Gabon : Faire de la femme parlementaire un pilier central de la 5e République
LIBREVILLE (Equateur) – C’est l’objectif de l’atelier de renforcement des capacités des femmes parlementaires gabonaises, clairement exprimé par le président de l’Assemblée nationale, Régis Onanga Ndiaye, ce mardi 10 mars dans son discours d’ouverture.
« Femmes Parlementaires au cœur du Développement du Gabon » est le thème retenu pour cet atelier de renforcement des capacités des femmes parlementaires gabonaises, rehaussé par la présence de Me Aïssata Tall Sall, ancienne ministre des Affaires étrangères du Sénégal et experte en plaidoyer législatif; et de Mme Eve Bazaiba Masudi, ministre d’État de la RDC, spécialiste de la parité et du genre.
En présence des femmes députées et sénatrices, le président de l’Assemblée nationale, Régis Onanga Ndiaye, a tenu à rappeler le contexte dans lequel se tient cet évènement d’importance.
« Nous nous réunissons ce jour, au lendemain de la célébration de la « Journée Internationale des Droits de la Femme », le 08 mars 2026. Ce n’est pas une simple coïncidence d’agenda, mais le signe d’une volonté politique ferme, celle de faire de la femme gabonaise un pilier central de notre 5ème République », a déclaré le président du Palais Léon Mba.
Pour Régis Onanga Ndiaye, l’avènement de la 5ème République marqué par la restauration des Institutions, permet aujourd’hui à la femme parlementaire d’occuper une place centrale.
« Votre présence au sein de notre Parlement bicaméral, n’est pas seulement le fruit d’une élection, elle est également le symbole d’un Gabon qui se transforme. Cependant, nous savons que siéger ne suffit pas.
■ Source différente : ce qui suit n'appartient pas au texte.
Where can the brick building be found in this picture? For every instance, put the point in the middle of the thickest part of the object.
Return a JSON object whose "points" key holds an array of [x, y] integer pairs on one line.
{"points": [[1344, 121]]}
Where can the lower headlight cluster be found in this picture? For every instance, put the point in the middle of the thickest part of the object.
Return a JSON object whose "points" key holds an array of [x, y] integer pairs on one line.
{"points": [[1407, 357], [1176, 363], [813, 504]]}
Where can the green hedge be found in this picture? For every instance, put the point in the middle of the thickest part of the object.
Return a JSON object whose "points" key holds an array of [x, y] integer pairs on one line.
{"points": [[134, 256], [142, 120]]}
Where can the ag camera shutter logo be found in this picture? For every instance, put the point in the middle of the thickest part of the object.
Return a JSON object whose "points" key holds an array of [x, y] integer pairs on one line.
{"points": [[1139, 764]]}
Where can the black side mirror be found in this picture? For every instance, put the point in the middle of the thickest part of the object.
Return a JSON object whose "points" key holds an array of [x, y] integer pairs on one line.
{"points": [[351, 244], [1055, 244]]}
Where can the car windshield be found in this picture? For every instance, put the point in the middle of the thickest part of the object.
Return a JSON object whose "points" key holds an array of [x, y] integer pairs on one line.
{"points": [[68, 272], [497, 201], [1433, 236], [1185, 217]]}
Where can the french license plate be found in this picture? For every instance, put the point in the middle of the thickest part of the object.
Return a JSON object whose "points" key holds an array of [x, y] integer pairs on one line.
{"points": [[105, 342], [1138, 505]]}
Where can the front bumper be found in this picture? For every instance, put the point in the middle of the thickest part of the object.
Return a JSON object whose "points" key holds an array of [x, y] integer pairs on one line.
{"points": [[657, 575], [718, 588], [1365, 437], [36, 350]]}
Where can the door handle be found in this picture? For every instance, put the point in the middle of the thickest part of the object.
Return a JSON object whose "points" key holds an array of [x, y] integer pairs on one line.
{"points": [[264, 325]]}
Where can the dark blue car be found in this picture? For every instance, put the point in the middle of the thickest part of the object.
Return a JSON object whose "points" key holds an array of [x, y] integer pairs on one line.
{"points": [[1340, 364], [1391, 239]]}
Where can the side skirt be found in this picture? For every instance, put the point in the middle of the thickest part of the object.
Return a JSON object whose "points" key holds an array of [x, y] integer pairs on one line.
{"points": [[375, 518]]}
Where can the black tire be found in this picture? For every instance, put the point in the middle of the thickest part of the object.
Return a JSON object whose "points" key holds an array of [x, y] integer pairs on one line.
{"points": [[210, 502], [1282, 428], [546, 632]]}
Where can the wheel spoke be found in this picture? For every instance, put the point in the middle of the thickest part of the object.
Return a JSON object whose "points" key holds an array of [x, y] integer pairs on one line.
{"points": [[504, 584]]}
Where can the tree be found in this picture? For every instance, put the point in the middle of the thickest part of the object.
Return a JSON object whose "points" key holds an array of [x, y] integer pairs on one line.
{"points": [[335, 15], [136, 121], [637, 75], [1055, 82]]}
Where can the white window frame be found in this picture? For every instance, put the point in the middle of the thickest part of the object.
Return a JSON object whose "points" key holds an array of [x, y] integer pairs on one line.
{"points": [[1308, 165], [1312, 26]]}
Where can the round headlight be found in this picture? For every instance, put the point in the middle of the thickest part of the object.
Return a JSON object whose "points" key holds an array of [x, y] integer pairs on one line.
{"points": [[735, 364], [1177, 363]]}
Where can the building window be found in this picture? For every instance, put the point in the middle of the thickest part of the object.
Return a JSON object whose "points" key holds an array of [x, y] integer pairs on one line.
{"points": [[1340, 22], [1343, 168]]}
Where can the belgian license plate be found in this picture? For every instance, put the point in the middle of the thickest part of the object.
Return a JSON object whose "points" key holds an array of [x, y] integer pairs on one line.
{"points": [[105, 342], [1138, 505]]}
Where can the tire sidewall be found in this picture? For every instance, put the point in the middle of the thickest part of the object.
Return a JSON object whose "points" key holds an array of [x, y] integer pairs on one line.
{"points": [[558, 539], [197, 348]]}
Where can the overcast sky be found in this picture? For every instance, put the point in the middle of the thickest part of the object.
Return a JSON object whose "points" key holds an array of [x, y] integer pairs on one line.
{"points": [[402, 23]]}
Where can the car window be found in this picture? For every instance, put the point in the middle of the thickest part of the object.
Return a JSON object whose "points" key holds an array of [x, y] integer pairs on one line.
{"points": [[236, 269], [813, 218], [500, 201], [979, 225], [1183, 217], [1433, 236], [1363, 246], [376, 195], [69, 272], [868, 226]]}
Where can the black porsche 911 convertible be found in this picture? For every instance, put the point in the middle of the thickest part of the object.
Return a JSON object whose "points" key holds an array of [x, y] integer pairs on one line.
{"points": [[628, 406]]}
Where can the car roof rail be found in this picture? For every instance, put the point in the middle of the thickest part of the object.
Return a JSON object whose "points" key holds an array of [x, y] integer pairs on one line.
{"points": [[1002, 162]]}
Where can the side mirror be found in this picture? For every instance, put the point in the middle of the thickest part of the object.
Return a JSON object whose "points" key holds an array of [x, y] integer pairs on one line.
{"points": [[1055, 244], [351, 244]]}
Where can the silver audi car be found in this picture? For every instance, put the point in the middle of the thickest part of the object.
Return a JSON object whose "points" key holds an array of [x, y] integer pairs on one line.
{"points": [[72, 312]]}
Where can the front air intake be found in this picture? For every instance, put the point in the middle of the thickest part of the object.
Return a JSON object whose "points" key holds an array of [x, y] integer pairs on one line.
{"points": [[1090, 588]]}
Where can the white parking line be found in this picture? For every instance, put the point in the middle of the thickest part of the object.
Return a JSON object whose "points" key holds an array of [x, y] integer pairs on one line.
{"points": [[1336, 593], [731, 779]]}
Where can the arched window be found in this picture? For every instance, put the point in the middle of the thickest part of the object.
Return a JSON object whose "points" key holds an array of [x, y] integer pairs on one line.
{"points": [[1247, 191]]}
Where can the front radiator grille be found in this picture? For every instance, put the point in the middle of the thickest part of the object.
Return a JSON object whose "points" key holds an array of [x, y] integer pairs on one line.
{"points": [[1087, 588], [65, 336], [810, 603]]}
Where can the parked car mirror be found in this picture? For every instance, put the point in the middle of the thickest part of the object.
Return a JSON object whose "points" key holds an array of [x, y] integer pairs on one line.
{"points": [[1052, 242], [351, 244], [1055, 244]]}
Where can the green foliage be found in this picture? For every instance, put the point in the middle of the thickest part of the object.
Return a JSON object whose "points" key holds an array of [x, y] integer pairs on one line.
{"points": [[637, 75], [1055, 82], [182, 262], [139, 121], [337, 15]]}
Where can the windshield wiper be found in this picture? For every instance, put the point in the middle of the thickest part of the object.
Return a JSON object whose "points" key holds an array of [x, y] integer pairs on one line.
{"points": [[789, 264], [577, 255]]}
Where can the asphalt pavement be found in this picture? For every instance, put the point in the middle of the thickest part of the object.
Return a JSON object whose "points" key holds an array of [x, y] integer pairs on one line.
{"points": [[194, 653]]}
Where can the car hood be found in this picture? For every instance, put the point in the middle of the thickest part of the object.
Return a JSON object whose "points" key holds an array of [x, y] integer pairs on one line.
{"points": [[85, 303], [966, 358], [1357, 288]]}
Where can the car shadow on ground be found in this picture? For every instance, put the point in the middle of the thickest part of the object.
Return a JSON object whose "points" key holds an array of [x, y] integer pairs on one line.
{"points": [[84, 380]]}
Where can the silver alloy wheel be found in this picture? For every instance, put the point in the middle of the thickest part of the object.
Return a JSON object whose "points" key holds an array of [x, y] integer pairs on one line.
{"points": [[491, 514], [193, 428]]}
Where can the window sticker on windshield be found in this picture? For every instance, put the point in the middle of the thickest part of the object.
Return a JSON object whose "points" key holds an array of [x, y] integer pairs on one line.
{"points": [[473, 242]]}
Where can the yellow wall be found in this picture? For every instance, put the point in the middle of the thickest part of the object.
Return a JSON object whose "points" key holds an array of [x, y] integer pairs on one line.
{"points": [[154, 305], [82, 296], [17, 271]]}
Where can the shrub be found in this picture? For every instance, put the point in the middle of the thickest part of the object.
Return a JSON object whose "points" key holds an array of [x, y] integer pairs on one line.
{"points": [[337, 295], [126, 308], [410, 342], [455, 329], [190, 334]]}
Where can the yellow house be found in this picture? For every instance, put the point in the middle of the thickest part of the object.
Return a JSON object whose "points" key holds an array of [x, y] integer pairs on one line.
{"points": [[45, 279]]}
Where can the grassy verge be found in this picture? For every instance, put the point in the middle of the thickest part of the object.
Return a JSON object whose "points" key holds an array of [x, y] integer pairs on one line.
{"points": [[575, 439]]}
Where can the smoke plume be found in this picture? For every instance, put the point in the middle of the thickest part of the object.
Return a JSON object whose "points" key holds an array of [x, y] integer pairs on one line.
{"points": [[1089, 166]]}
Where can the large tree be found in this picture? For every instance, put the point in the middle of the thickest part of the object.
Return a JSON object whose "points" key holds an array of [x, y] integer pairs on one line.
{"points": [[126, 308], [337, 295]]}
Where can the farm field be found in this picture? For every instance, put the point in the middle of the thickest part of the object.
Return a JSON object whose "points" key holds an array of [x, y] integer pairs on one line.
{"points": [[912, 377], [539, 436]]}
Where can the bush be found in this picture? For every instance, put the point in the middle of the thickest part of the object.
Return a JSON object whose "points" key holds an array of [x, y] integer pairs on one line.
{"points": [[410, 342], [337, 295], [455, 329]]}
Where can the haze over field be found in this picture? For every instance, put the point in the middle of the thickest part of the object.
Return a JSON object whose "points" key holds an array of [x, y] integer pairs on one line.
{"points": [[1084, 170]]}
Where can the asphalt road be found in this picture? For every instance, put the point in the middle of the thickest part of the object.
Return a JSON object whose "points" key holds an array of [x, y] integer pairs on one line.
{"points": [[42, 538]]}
Vous n’êtes pas seulement les représentantes du peuple, vous êtes les sentinelles de l’équité et du progrès social », a-t-il indiqué.
Évoquant l’exigence du mandat législatif, le président de l’Assemblée nationale a rappelé qu’il est plus qu’une simple volonté politique. « Il requiert une maîtrise rigoureuse des procédures parlementaires, des techniques et des stratégies de contrôle de l’action gouvernementale et de l’évaluation des politiques publiques », a-t-il souligné, démontrant ainsi l’importance de cet atelier qui vise précisément à doter les femmes parlementaires de ces outils nécessaires pour la transformation de leurs convictions en textes de loi impactant.
Avant de clore son propos, le patron du Palais Léon Mba a soutenu que le renforcement de la participation politique des femmes à la vie parlementaire est une priorité pour les deux chambres du Parlement.
« Par cet atelier, nous affirmons notre volonté de voir les femmes parlementaires non seulement présentes, mais surtout influentes et décisionnaires dans toutes les commissions permanentes et en séance », a-t-il conclu.
Précisons que durant deux jours, du 10 au 11 mars, les femmes parlementaires de l’Assemblée nationale et du Sénat seront amenées à maitriser les procédures législatives et les mécanismes de contrôle de l’action gouvernementale, et à renforcer leurs compétences en leadership et en prise de parole en public.